So much for top priorities.
A year after pushing for higher salaries for classroom teachers, Florida's Legislature left Tallahassee last week without paying for a career ladder program intended to keep highly skilled educators in the classroom, where they could pass on their knowledge and techniques to fellow teachers.
Pasco County was one of five districts participating in a pilot program this year and now will scrap its months-old, $7.1-million experiment without knowing whether it is successful. Keep this episode in mind the next time you hear campaign rhetoric about waste in schools and government.

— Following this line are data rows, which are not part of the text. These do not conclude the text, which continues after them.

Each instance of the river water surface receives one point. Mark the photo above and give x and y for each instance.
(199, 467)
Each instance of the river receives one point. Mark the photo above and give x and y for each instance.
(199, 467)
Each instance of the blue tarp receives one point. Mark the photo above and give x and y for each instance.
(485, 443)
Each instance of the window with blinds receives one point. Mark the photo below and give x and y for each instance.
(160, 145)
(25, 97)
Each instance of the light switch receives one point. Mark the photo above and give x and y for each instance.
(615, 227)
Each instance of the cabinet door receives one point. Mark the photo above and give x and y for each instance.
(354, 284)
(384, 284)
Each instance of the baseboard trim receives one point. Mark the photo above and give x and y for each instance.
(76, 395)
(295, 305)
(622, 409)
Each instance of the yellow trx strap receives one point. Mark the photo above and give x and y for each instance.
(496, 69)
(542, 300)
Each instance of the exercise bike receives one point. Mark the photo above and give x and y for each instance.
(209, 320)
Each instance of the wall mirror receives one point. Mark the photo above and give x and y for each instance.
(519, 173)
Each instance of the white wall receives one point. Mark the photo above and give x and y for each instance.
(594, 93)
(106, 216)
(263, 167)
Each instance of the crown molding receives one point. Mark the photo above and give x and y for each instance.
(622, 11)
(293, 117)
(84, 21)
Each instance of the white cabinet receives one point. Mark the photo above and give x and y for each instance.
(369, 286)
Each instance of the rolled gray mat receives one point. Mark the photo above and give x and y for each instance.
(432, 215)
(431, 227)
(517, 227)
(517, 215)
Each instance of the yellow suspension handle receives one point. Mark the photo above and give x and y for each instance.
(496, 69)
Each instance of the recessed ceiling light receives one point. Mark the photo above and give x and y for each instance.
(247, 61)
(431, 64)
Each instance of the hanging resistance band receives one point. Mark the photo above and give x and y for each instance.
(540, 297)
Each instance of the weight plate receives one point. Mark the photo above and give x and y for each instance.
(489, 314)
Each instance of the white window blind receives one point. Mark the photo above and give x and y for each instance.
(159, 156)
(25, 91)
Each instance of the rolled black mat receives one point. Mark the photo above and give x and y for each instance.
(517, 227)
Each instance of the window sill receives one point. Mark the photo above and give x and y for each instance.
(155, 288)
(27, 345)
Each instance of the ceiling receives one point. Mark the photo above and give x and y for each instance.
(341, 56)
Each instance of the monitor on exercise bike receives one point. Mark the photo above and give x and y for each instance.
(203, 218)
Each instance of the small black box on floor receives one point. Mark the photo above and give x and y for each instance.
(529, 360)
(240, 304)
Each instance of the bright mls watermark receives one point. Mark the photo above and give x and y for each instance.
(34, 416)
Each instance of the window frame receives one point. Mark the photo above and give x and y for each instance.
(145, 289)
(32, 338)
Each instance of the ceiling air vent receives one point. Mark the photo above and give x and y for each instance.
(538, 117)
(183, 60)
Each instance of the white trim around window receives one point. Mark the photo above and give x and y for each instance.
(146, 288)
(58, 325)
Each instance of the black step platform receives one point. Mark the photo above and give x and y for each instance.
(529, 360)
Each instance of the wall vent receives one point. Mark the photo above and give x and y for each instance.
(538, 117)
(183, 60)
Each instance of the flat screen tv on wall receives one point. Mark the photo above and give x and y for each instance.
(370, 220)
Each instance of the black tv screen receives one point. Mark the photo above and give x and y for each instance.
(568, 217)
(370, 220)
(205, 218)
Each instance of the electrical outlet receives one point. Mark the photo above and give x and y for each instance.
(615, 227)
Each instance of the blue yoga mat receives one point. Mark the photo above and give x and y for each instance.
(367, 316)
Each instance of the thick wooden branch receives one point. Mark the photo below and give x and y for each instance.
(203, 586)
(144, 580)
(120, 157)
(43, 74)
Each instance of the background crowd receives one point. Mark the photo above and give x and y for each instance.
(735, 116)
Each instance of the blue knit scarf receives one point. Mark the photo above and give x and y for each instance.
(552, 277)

The initiative, by House Speaker Johnnie Byrd and Education Commissioner Jim Horne, called for school districts to set up a career ladder program by August. It required four levels of teacher designations - lead, mentor, associate and professional - and a corresponding compensation package that gave teachers $1,500 to $9,500 extra each year, depending on their skills.
But the estimated statewide price tag of $480-million gave Gov. Jeb Bush and legislators sticker shock this year. Bush submitted a budget plan to the Legislature without funding the program, and both the House and Senate agreed.
Instead, the Legislature extended the deadline to 2005 to comply with the career ladder program. Then legislators said Tuesday they expect the whole program to be repealed. Apparently top priorities, as Byrd labeled this effort a year ago, fall from prominence quickly in Tallahassee.
"The next time Tallahassee comes up with a No. 1 priority, what kind of buy-in will that have with our teachers? None," said Pasco schools superintendent John Long.
It's hard to disagree with that assessment. Abandoning the program at least is preferable to one suggested alternative: requiring districts to cut elsewhere to pay for the career ladder costs. That would have been problematic, particularly in places like Pasco County, where the School Board trimmed more than $10-million from the current budget by closing the Energy and Marine Center, eliminating jobs through attrition and charging higher fees for extracurricular activities.
The outcome is disappointing because the goal was worthwhile. Florida needs to find 160,000 new teachers in the next 10 years, and the career ladder program was designed to attract and retain the best and brightest.
The legislative inaction means the state really wants the best, brightest and - most important - the cheapest.